Regardez d’abord autour de vous
À remarquer
- Le rang inférieur de blocs polygonaux
- Les étages enduits de plâtre du palais archiépiscopal de Cuzco
- Le mur inca le long de la rue Hatun Rumiyoc
- L’entrée du Musée d’Art religieux de Cuzco
L’histoire du lieu
Sous les étages blanchis à la chaux du palais archiépiscopal de Cuzco court une ancienne ceinture de pierre : des blocs aux nombreuses faces dessinent toujours le quartier palatial inca. Jadis, derrière ce mur vivaient les parents du souverain ; on y conservait les biens et l’on y recevait les personnes dont dépendaient les affaires de la cour. Plus tard, le domaine fut divisé, ses anciens propriétaires furent expulsés, et une demeure espagnole s’éleva au-dessus de la maçonnerie ancienne ; elle abrite aujourd’hui la résidence archiépiscopale et le Musée d’Art religieux de Cuzco.
On considère généralement que la maçonnerie de pierre qui longe la rue est le mur extérieur du palais d’Inca Roca. Au milieu du quatorzième siècle, ce souverain s’installa ici après une lutte pour la succession. L’histoire fut mise par écrit seulement après la conquête espagnole ; les chroniqueurs divergent donc sur les noms des conjurés et les circonstances des meurtres. Ils présentent toutefois une succession d’événements semblable.
Cuzco était divisé en deux moitiés : Hurin, la partie basse, et Hanan, la partie haute. Il s’agissait d’ensembles de lignages qui rivalisaient pour la prééminence. Les souverains de Hurin vivaient à l’Inticancha. Le dernier d’entre eux, Cápac Yupanqui, préparait son fils Quispe Yupanqui à lui succéder. Après la mort du père, les partisans de Hanan tuèrent l’héritier et élevèrent à sa place un autre fils du défunt : Inca Roca, chef des lignages supérieurs qui cherchait à obtenir le trône pour son camp.
Inca Roca ne retourna pas à l’Inticancha, où restaient les prêtres et les parents des vaincus. Il remit l’ancienne résidence au grand prêtre du Soleil et ordonna d’établir ici son propre palais, dans la moitié haute de la ville, près de la route qui menait du centre de Cuzco à l’Antisuyu. Le nouveau souverain installa sa cour parmi les lignages qui l’avaient aidé à accéder au trône.
Un chroniqueur tardif dénombra dans ce palais quatre grandes cours, plus de cent pièces et des dizaines de bains. Les chiffres étaient peut-être exagérés, mais il s’agissait de tout un domaine : les parents du souverain y vivaient, les biens y étaient conservés et l’on y recevait les personnes dont dépendait sa position. Après la mort d’Inca Roca, le palais resta à sa panaca, la communauté lignagère qui administrait les terres et entretenait le culte de l’ancêtre défunt. Le successeur ne pouvait plus simplement occuper les pièces de son père : il devait avoir sa propre résidence.

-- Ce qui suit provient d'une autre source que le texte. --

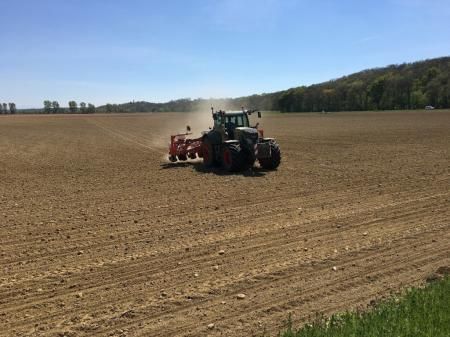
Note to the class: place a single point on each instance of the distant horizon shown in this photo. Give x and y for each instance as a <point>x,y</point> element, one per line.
<point>225,98</point>
<point>113,52</point>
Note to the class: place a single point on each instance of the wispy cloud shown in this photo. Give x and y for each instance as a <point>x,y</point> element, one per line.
<point>238,15</point>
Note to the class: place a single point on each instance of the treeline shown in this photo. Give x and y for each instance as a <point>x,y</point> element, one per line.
<point>405,86</point>
<point>53,107</point>
<point>7,108</point>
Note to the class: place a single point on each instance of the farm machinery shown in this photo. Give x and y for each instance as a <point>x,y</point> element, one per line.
<point>231,143</point>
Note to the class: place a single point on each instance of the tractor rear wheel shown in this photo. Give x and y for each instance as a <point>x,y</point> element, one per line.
<point>233,158</point>
<point>274,160</point>
<point>207,152</point>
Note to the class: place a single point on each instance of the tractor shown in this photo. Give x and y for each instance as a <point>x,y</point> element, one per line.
<point>231,143</point>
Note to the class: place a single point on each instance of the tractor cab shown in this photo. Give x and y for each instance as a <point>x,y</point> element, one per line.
<point>230,121</point>
<point>232,143</point>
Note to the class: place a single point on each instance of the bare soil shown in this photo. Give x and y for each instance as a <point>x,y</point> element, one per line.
<point>101,236</point>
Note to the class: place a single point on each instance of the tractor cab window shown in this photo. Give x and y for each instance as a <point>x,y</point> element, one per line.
<point>236,121</point>
<point>218,120</point>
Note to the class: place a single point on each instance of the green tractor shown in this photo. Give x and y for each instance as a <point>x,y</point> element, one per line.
<point>235,145</point>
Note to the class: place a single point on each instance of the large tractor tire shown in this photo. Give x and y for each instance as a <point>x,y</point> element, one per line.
<point>274,160</point>
<point>208,153</point>
<point>233,159</point>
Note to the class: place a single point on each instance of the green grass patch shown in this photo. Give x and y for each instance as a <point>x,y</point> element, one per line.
<point>423,312</point>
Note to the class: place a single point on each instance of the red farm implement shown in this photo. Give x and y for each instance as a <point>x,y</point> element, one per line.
<point>182,148</point>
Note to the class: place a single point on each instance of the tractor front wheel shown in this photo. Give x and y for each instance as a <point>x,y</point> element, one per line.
<point>232,158</point>
<point>274,160</point>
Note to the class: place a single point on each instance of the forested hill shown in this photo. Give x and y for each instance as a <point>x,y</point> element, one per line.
<point>405,86</point>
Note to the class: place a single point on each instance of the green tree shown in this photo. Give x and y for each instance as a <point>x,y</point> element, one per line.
<point>376,90</point>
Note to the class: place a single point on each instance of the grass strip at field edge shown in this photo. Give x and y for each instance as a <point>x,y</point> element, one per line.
<point>421,312</point>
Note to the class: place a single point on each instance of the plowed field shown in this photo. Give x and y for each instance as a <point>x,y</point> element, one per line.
<point>100,236</point>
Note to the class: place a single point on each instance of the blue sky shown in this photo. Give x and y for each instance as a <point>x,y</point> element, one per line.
<point>116,50</point>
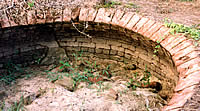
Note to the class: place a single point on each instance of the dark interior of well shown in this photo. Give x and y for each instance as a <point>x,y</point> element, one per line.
<point>126,52</point>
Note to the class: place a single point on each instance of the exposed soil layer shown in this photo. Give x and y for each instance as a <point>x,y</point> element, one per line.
<point>184,12</point>
<point>42,95</point>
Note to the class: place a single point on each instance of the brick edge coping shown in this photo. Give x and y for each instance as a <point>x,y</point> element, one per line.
<point>184,54</point>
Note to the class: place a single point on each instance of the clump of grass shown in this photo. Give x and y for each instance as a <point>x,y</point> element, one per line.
<point>16,106</point>
<point>191,32</point>
<point>131,5</point>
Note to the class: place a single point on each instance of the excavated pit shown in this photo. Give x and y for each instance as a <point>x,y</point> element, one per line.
<point>47,44</point>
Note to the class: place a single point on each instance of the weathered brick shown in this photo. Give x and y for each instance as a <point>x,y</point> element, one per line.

Quispe Yupanqui mourut sans devenir souverain. Les lignages Hurin conservèrent la direction du culte solaire, tandis qu’Inca Roca fonda la lignée Hanan, dont sortirent les souverains suivants de Cuzco. Leurs palais distincts remplirent le centre-ville, car chaque nouvel inca construisait une demeure pour sa cour et sa future panaca.
Après la conquête, les Espagnols expulsèrent la noblesse inca, divisèrent le complexe palatial en parcelles et en remirent une partie au premier évêque de Cuzco, Vicente de Valverde. Ils élevèrent une demeure espagnole au-dessus de l’ancienne maçonnerie ; elle abrite aujourd’hui le palais archiépiscopal de Cuzco et le Musée d’Art religieux de Cuzco.

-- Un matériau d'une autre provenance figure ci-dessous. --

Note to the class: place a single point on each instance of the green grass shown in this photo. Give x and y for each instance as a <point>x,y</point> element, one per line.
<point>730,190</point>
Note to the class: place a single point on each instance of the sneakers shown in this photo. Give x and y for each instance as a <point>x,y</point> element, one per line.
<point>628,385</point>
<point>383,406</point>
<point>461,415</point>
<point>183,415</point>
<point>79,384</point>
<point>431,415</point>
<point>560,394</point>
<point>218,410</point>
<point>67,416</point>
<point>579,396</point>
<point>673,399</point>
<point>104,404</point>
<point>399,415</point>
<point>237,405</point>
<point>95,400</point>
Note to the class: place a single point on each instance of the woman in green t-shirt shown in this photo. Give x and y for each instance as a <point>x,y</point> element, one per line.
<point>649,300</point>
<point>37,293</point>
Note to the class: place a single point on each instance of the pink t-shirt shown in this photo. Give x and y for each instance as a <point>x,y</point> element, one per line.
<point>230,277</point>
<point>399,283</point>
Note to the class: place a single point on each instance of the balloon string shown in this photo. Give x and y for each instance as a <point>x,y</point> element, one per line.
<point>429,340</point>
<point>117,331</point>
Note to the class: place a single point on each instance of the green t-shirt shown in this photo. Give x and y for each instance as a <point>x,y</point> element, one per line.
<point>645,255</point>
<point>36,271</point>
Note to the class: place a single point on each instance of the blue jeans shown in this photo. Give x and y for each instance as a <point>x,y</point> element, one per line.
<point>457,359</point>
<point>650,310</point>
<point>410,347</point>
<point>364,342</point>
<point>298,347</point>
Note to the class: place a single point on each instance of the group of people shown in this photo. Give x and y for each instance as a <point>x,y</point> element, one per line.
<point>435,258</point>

Dans les registres municipaux du milieu du dix-neuvième siècle, ce passage était appelé rue de la Grande Pierre. Au début du vingtième siècle, le nom espagnol fut remplacé par sa forme quechua, Hatun Rumiyoc, « qui possède une grande pierre ». La grande pierre se trouve dans le même mur du palais. Les étages enduits de plâtre qui la surmontent appartiennent à la demeure plus tardive, tandis que le rang inférieur de blocs polygonaux dessine la maison dans laquelle Inca Roca installa son lignage après sa victoire sur l’héritier de Hurin.
Sur place
La rue piétonne et l’observation extérieure du mur sont accessibles comme passage urbain.
Vérifié : 15 juin 2026. Vérifiez la source officielle avant votre visite.Commencez par observer la longueur du mur, sans vous rassembler tout de suite près du célèbre bloc. La rue est étroite ; laissez donc le passage libre.